SPACE WIRE
European mega-rocket fails on first flight
KOUROU, French Guiana (AFP) Dec 12, 2002
Space chiefs ordered an inquiry on Thursday after an Ariane super-rocket, Europe's rival to the United States for the satellite launch market, failed disastrously on its maiden flight.

In a half-billion-dollar fireworks display seen by none but destined to shake Europe's space industry, the Ariane 5-ESCA and its payload of two satellites were blown up after the launcher veered off course a few minutes into Wednesday's mission.

"It's a serious setback. Our job is difficult. It's at moments like this we are cruelly reminded of it," Jean-Yves Le Gall, director-general of Arianespace, said at launch base in Kourou.

Arianespace markets the European Space Agency's Ariane launchers.

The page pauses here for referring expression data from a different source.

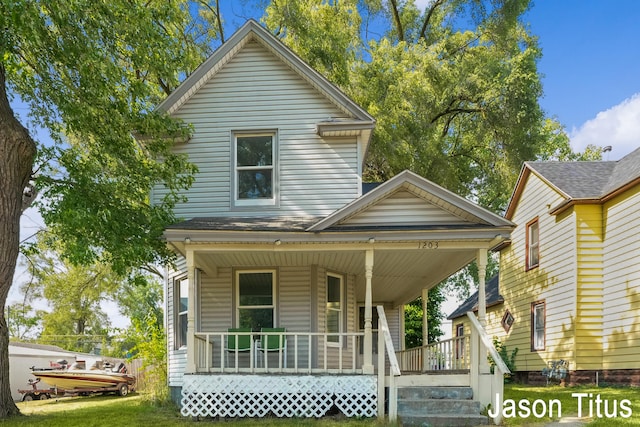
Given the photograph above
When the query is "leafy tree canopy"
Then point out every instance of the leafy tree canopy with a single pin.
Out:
(91, 73)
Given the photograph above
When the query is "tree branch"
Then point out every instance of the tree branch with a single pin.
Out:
(396, 18)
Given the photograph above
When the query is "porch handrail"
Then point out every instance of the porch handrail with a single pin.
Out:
(485, 386)
(338, 357)
(444, 355)
(500, 365)
(383, 327)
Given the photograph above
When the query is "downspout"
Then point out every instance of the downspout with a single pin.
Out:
(367, 365)
(191, 311)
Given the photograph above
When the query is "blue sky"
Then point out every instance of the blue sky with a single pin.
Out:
(591, 69)
(590, 66)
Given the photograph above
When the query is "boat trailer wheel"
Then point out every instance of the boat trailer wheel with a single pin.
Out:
(123, 389)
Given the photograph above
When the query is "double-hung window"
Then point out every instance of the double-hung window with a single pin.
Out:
(255, 307)
(533, 244)
(255, 169)
(538, 325)
(181, 293)
(335, 308)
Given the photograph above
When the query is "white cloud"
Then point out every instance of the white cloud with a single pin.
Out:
(619, 127)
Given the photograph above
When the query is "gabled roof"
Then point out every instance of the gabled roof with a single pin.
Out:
(580, 181)
(492, 295)
(251, 30)
(451, 208)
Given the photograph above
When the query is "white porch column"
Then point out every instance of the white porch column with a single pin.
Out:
(191, 313)
(482, 294)
(367, 365)
(425, 325)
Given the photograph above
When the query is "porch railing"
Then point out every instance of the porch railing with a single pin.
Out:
(450, 354)
(304, 352)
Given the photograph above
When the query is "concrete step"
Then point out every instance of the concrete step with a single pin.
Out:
(422, 393)
(438, 406)
(448, 420)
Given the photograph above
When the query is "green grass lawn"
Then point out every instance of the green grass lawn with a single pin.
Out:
(134, 410)
(566, 400)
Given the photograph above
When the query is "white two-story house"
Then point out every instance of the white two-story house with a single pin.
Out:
(288, 263)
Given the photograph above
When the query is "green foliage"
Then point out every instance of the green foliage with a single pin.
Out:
(22, 322)
(413, 318)
(508, 358)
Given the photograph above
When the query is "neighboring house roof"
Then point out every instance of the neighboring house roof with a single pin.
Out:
(578, 182)
(493, 297)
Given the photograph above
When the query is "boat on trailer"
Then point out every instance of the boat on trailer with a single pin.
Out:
(99, 377)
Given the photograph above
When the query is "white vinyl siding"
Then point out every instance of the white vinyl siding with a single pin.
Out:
(176, 358)
(415, 211)
(316, 175)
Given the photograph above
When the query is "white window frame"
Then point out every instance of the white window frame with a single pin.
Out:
(538, 334)
(239, 307)
(340, 311)
(180, 316)
(237, 201)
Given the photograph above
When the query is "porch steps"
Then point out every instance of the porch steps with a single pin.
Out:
(438, 406)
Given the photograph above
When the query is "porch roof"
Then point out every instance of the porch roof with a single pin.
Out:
(419, 233)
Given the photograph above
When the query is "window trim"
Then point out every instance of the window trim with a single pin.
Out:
(506, 325)
(460, 344)
(236, 202)
(534, 305)
(529, 246)
(238, 307)
(341, 311)
(178, 343)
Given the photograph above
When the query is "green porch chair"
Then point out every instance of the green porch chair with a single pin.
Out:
(240, 342)
(273, 343)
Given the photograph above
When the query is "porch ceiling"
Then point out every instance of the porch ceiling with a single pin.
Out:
(399, 275)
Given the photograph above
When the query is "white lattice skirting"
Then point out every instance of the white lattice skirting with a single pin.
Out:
(279, 395)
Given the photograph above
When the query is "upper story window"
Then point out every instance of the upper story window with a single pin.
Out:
(255, 299)
(538, 315)
(507, 321)
(533, 244)
(181, 292)
(255, 171)
(335, 307)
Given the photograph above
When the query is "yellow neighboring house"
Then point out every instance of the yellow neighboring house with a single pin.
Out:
(570, 277)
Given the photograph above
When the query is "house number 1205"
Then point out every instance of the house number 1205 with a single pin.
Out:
(427, 245)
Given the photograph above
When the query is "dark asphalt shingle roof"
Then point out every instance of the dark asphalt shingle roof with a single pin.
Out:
(492, 295)
(590, 180)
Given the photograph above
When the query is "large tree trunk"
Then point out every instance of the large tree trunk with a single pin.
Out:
(17, 154)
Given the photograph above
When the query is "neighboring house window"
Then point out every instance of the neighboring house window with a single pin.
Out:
(533, 244)
(255, 299)
(181, 293)
(538, 325)
(255, 172)
(460, 350)
(335, 307)
(507, 321)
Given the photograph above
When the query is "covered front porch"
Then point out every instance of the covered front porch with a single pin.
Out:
(300, 316)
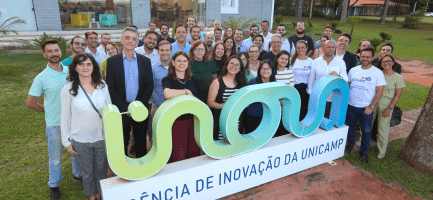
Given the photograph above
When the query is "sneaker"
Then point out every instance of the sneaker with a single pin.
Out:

It was the first flight of a behemoth designed to catapult 10 tonnes of payload into orbit and put western Europe into combat with two new US heavy lifters for the satellite launch market, Boeing's Delta 4 and Lockheed Martin's Atlas 5.

The doomed rocket was carrying Hotbird TM7, a TV satellite built for Eutelsat and insured for around 150 million euros (dollars), and Stentor, an experimental communications satellite built for the French space institute CNES that analysts conservatively estimated at more than 200 million dollars.

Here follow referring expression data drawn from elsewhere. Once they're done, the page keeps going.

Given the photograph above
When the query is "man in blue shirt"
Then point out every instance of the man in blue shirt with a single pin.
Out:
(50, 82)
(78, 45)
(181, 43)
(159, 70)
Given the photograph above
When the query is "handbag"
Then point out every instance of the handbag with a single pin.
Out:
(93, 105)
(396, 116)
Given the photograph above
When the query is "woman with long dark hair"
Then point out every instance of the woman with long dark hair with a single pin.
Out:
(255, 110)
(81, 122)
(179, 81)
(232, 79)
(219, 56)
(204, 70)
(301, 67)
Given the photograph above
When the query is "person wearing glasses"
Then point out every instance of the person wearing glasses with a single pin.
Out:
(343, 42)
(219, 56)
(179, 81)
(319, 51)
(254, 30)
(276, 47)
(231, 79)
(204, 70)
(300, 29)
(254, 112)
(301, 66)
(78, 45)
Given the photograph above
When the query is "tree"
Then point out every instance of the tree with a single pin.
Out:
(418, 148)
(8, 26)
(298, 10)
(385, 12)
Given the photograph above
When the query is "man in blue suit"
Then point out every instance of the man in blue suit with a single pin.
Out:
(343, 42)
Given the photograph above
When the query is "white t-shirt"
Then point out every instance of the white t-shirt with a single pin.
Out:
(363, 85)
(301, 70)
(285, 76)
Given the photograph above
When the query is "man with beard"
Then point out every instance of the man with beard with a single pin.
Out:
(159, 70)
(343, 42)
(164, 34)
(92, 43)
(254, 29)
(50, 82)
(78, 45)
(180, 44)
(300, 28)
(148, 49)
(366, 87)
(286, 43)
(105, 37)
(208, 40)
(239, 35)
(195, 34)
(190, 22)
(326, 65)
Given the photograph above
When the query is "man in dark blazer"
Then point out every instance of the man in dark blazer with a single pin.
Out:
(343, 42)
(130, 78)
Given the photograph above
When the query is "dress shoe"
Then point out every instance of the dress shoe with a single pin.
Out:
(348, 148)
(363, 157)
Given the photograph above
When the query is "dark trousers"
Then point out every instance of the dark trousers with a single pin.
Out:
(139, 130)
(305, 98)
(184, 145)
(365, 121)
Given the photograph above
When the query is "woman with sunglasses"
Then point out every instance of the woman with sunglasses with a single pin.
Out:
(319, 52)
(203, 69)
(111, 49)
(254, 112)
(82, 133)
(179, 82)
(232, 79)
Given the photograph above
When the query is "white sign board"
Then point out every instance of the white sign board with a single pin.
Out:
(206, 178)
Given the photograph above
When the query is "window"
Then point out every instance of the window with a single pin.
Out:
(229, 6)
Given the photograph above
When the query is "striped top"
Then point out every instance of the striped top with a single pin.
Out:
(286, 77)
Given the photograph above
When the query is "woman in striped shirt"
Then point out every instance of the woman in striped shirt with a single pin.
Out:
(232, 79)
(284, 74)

An independent commission of inquiry has been set up and should start work on December 16, Le Gall said.

Early inquiries pointed to problems with the Vulcain 2, the engine in the rocket's main stage, he said.

"(But) at the present time, it is impossible to say that the launch failure is due to a malfunction by this motor or to external disturbances," Le Gall said.

Vulcain 2, which burns liquid hydrogen and oxygen, is designed to deliver 20-percent more thrust than the previous version of the engine.

It powers the rocket for the first nine minutes of flight, along with solid-fuel boosters which help provide the muscle power to lift the rocket off the ground.

The last part of the launch comes from the final stage, which takes the payload into a transitional orbit.

The boosters worked as scheduled and were jettisoned and parachuted back as designed.

Le Gall said the first anomaly occurred after 96 seconds when there was a slight drop in pressure in Vulcain 2's coolant circuit.

At 178 seconds the engine showed "disturbance" and this started to affect the rocket's flight.

At 187 seconds the faring covering the payload was jettisoned, as expected. At 196 seconds and a height of 150 kilometres (95 miles), the rocket was on a "completely erratic trajectory" and began to lose altitude.

At 455 seconds it had fallen to just 69 kilometres (42 miles), was ordered to self-destruct. The wreckage plummeted into the Atlantic, between 800 and 1,000 kilometres (500 and 650 miles) from Kourou.

All three components -- the boosters, the Vulcain motor and upper stage -- include major modifications from the Ariane 5 as part of an ambitious programme to boost this rocket's payload capacity from 5.9 tonnes to 10 tonnes.

A first launch attempted on November 28 was scrubbed with just three seconds left on the clock after ground control computers refused to give a final OK to computers aboard the rocket.

The next Euroepan Space Agency (ESA) launch is of a satellite, on December 17, using the smaller but highly reliable Ariane 4.

Only one more Ariane 4 launch is scheduled after that before the workhorse is phased out, making ESA overwhelmingly dependent on the Ariane 5.

That vehicle's next test comes on January 12, with the launch of an unmanned spacecraft, Rosetta, which is destined to loop around Mars on a distant trip to study the comet Wirtanen.

The mission has a launch window of 20 days, which means it could be seriously at threat if the inquiry panel finds a major flaw with Ariane 5's design.

The French junior minister for industry, Nicole Fontaine, said this week's failure was "a very serious blow" for the European space sector.

Rachel Villain, executive vice president for Paris-based space consultancy Euroconsult, said it would also hit the handful of companies that insure and underwrite satellite launches.

"I think that will put them really in big trouble. Some will exit the space market, perhaps," she told AFP.

Wednesday's disaster -- ESA's ninth launch failure -- came only two weeks after a Russian Proton rocket failed in its attempt to launch the world's biggest telecoms satellite, Astra 1K, insured for 280 million dollars.

There have been now been 14 missions by Ariane 5 and the Ariane 5-ESCA. Two of those missions have ended in catastrophic failure, while two launches, in 1997 and 2001, put satellites in the wrong orbits.